Psychological benefits of exercise

“The psychological tools I’ve gained from bodybuilding will never atrophy” – Tom Platz

We often hear about the physical benefits of exercise on the body, such as:

  • Exercising on a regular basis can help prevent excess weight gain or help maintain weight loss.
  • It decreases the risk of Cardiovascular diseases and boosts HDL (High-density lipoprotein) or in other words “good cholesterol” while reducing unhealthy triglycerides.
  • Exercising can prevent illnesses such as type 2 diabetes, metabolic syndrome, stroke, depression, certain types of cancer, arthritis and falls.
  • Boosts energy.
  • Promotes better sleep.

But not much is said about the psychological effects and benefits that we receive from exercise. Scientific research has proven that there is a link between physical exercise and psychological wellbeing.

When we exercise our brains release chemicals called endorphins, these chemicals act as analgesics and work together with the receptors in our brain which are responsible for feeling pain in order to reduce our perception of it. Endorphins are natural pain killing chemicals which are created in our brain and are known as neurotransmitters.

The name comes from “endogenous” (within) and morphine (pain killer). They are released in moments of stress or great pain (it has also been known that spicy food and acupuncture can lead to endorphins being released) When we get a rush of Endorphins in our system it can give us a queasy/ nauseating feeling or nervousness in the stomach (commonly known as an “adrenaline rush”).

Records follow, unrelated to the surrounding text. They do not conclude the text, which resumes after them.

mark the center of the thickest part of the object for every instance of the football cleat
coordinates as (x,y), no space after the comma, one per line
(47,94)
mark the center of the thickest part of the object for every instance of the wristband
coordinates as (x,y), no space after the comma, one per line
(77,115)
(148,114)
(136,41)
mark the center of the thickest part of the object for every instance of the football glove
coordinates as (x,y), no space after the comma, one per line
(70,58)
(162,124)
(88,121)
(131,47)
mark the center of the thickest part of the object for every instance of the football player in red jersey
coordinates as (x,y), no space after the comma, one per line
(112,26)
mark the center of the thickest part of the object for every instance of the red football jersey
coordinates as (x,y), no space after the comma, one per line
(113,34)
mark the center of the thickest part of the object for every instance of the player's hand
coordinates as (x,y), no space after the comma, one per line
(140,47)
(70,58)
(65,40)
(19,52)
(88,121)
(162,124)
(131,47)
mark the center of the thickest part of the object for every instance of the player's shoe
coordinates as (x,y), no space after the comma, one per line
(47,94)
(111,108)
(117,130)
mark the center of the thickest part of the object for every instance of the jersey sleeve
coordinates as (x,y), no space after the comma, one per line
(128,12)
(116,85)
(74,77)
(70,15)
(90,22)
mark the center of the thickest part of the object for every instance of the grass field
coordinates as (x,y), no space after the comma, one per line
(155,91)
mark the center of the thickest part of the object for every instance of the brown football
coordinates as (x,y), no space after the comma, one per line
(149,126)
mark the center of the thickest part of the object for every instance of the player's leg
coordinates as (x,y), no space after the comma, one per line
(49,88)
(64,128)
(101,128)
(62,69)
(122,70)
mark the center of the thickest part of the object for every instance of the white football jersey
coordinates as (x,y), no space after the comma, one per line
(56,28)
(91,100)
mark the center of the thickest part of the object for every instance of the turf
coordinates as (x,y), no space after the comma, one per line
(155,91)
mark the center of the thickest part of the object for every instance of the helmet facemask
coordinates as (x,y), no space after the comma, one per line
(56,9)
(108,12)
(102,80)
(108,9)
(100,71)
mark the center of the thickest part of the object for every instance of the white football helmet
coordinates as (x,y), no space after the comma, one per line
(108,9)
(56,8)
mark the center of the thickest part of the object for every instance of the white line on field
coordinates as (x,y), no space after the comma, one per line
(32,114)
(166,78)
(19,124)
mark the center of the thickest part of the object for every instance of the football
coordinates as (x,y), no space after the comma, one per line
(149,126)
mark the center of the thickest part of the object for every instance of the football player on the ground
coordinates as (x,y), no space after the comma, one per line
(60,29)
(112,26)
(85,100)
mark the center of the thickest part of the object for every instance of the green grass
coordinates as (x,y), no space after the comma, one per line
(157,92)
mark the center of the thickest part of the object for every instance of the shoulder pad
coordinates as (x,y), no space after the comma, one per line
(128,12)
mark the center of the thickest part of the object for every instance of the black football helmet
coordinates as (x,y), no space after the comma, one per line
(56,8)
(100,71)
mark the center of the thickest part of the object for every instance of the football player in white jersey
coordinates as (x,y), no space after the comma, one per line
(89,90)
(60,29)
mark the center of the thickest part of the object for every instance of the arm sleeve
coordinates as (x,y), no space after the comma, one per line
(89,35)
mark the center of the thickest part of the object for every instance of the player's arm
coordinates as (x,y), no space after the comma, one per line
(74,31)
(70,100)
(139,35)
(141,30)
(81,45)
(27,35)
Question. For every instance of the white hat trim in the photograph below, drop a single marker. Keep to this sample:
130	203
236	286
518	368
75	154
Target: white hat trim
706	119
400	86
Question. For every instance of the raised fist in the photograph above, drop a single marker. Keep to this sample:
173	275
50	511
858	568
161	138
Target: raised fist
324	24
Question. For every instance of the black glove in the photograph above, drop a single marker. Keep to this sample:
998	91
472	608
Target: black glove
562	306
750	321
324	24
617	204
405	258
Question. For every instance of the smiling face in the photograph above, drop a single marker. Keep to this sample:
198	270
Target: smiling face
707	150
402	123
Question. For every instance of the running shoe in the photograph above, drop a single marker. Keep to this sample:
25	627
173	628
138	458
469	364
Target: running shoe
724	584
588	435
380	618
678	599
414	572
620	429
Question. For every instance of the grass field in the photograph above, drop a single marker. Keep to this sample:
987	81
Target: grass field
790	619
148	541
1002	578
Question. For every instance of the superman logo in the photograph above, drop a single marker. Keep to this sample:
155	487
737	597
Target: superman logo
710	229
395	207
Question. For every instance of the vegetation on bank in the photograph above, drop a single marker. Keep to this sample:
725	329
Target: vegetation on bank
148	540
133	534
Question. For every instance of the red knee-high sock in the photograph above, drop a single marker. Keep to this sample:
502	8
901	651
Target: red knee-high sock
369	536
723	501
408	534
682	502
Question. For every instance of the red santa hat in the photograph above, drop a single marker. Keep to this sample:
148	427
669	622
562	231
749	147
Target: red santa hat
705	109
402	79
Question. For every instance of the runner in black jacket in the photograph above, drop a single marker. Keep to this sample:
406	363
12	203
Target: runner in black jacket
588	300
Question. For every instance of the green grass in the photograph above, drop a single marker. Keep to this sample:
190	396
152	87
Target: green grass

These chemicals are also responsible for the positive feeling in the body and cause you to feel good, boost your self-esteem and help you to sleep better.. Many people report that post workout or after going for a run they feel “euphoric” and “energized.” That feeling, known as “runner’s high” is directly linked to the release of endorphins which has been triggered by physical activity.

There are many psychological benefits from exercise:

  • Less tension, stress, mental fatigue and anxiety.
  • A natural energy boost.
  • Improved sleep.
  • A sense of achievement.
  • Improvement in motivation and focus.
  • Healthy appetite.
  • Positive outlook and attitude to life.


These are just a few examples of the benefits of becoming active. In order to achieve what we want in life, both our body and mind have to work together. It is of vital importance that we are in a good place mentally, have the right mindset and believe that we are capable of achieving our goals. As Dr. Langer quite rightly said, “where the mind leads, the body will follow” If we have a healthy mindset and positive attitude the possibilities are endless.